The Naïve and Sentimental Lover
- First edition
- Author: John le Carré
- Cover artist: Tony Geddes
- Language: English
- Published: 1971 (Hodder & Stoughton)
- Publication place: United Kingdom
- Media type: Print (hardback and paperback)
- Pages: 416
- ISBN: 9780792710059 Hardcover
- Dewey Decimal: 823/.914 L456
- LC Class: PR6062.E33 L43 1971

= The Naïve and Sentimental Lover =

1971 novel by John le Carré

The Naïve and Sentimental Lover is John le Carré's sixth novel, published in 1971. It is one of only two non-spy novels in his oeuvre, along with A Murder of Quality (1962).

==Background and plot==
The novel follows Aldo Cassidy, a young entrepreneur. As the Penguin Random House webpage summarizes, Aldo soon meets a "writer whose first and only novel blazoned across the firmament twenty years earlier.

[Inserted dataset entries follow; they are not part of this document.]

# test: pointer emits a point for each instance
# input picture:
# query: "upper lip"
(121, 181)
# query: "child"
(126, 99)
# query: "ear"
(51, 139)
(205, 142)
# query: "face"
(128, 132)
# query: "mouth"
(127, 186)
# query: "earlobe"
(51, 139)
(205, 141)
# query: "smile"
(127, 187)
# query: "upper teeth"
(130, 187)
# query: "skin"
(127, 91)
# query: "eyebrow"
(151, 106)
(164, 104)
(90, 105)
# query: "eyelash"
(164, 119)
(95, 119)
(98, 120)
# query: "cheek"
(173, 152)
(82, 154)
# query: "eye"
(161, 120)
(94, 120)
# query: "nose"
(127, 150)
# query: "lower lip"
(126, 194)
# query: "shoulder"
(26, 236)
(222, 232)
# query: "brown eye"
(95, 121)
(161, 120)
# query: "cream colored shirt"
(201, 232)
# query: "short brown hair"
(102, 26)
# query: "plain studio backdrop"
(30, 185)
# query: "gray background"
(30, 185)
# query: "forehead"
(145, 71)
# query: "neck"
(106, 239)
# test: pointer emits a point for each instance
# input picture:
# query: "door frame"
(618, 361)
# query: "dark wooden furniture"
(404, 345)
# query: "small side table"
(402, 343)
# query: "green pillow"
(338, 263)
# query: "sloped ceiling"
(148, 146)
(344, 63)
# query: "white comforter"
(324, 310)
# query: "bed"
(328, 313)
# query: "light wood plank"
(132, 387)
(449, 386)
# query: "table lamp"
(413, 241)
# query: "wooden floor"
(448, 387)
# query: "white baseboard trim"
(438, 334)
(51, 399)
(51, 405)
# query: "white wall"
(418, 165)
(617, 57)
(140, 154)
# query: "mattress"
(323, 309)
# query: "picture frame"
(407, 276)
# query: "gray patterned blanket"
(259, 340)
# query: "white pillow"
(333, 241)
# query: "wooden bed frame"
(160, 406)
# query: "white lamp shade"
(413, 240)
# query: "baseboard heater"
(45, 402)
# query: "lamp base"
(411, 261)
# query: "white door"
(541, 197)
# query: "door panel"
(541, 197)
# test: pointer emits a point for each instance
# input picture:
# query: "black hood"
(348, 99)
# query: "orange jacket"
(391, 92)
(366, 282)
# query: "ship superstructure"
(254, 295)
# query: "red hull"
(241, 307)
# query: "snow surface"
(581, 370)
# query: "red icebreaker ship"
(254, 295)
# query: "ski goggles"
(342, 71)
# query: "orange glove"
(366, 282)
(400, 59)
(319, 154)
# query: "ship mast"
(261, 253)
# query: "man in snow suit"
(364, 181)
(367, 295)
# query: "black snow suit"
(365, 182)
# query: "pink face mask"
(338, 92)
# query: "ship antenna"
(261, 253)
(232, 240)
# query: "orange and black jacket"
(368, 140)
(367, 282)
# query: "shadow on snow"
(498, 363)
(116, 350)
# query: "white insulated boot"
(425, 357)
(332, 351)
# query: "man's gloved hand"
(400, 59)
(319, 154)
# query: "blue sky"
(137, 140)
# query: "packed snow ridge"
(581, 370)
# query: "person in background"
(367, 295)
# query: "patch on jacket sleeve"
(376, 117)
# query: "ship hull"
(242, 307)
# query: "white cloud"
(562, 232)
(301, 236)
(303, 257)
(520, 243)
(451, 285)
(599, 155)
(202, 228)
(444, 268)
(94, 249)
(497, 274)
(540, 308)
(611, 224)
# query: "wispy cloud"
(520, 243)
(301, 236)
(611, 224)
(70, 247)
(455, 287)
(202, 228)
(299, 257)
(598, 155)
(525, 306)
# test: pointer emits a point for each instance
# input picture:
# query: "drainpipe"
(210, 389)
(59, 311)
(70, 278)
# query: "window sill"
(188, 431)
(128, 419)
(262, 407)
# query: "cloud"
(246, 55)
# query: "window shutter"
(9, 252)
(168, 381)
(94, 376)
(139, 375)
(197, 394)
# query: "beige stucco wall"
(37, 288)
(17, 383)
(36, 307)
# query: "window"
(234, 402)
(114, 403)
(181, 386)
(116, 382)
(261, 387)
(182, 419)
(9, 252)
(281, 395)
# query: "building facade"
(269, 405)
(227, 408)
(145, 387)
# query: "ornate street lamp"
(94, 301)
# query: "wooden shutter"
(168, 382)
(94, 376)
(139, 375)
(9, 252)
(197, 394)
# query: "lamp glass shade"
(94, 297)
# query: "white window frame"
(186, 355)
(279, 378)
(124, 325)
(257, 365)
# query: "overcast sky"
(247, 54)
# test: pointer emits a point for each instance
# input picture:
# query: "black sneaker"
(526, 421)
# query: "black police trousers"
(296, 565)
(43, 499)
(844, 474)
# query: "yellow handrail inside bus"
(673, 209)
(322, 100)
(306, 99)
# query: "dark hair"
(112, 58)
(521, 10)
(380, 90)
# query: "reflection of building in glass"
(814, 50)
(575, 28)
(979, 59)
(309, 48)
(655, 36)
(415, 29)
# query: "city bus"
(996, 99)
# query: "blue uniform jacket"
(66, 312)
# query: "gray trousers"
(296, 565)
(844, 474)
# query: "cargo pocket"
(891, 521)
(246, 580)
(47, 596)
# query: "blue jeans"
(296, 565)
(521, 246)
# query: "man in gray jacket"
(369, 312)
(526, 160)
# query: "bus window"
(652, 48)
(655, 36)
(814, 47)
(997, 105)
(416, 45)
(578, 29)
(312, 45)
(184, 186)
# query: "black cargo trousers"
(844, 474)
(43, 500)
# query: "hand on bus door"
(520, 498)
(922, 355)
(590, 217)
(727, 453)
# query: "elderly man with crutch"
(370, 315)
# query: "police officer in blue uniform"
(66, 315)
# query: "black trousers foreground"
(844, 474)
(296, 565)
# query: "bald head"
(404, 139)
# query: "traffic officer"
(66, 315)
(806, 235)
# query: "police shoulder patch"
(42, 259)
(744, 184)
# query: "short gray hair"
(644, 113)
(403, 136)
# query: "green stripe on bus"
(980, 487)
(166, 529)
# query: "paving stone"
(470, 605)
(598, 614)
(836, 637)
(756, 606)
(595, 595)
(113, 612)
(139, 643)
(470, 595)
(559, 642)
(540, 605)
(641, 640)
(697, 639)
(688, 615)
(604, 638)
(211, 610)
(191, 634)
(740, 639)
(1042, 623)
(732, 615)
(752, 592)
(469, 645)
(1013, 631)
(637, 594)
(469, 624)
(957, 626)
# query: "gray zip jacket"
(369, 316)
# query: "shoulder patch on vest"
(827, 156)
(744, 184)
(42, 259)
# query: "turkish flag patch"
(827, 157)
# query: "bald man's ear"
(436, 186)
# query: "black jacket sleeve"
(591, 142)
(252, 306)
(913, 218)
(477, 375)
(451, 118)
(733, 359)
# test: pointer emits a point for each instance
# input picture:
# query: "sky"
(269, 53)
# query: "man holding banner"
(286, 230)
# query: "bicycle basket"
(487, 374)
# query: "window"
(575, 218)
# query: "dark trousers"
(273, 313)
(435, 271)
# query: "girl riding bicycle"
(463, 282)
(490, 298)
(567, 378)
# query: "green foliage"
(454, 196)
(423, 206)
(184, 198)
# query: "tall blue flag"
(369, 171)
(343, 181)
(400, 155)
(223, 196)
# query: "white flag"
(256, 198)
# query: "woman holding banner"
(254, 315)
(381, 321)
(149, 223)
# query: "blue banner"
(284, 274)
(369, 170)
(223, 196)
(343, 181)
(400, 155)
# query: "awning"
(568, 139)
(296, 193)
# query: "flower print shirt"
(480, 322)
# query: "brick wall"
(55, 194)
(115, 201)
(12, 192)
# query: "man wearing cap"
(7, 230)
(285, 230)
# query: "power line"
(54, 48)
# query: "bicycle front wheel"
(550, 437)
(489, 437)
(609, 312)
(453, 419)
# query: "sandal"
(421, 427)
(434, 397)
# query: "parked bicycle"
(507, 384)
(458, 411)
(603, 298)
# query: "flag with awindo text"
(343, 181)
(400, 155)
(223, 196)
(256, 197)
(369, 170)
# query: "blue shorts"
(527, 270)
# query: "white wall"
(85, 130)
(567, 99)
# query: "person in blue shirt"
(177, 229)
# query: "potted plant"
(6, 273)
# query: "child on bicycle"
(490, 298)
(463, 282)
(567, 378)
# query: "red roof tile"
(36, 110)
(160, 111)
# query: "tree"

The two develop a passionate friendship that draws Aldo—smitten also with his new friend’s luscious wife—into a life of reckless hedonism that threatens to consume them all." The story has autobiographical elements, as it is based on the author's relationship with James and Susan Kennaway following the breakdown of le Carré's first marriage. The novel was published in the year of his divorce from Ann Sharp, his first wife.

==Reception and legacy==
Upon its release, the novel was poorly reviewed by critics. The New York Times book review felt that by abandoning the spy novel, le Carré was not playing to his strengths. They wrote that "it isn't that le Carré is out of his depth here, or that he has lost his way with apposite atmospherics and scene‐settings; it isn't that his prose has surrendered its characteristic irony and tough precision. It is rather that he has chosen to relinquish his fundamental perception, to unhand the lever that lifted his tales—the truth that in this world of gray little men, gray little men shake the world." In an interview in 1983, le Carré reflected on the novel's poor reception and how he responded in his career. He told The New York Times: "I thought, they [the negative reviewers] were right. And if you can do one thing well, stick with it." After the failure of this novel, he returned to the spy genre and his most famous character George Smiley with the acclaimed Tinker Tailor Soldier Spy and subsequent sequels in The Quest for Karla trilogy.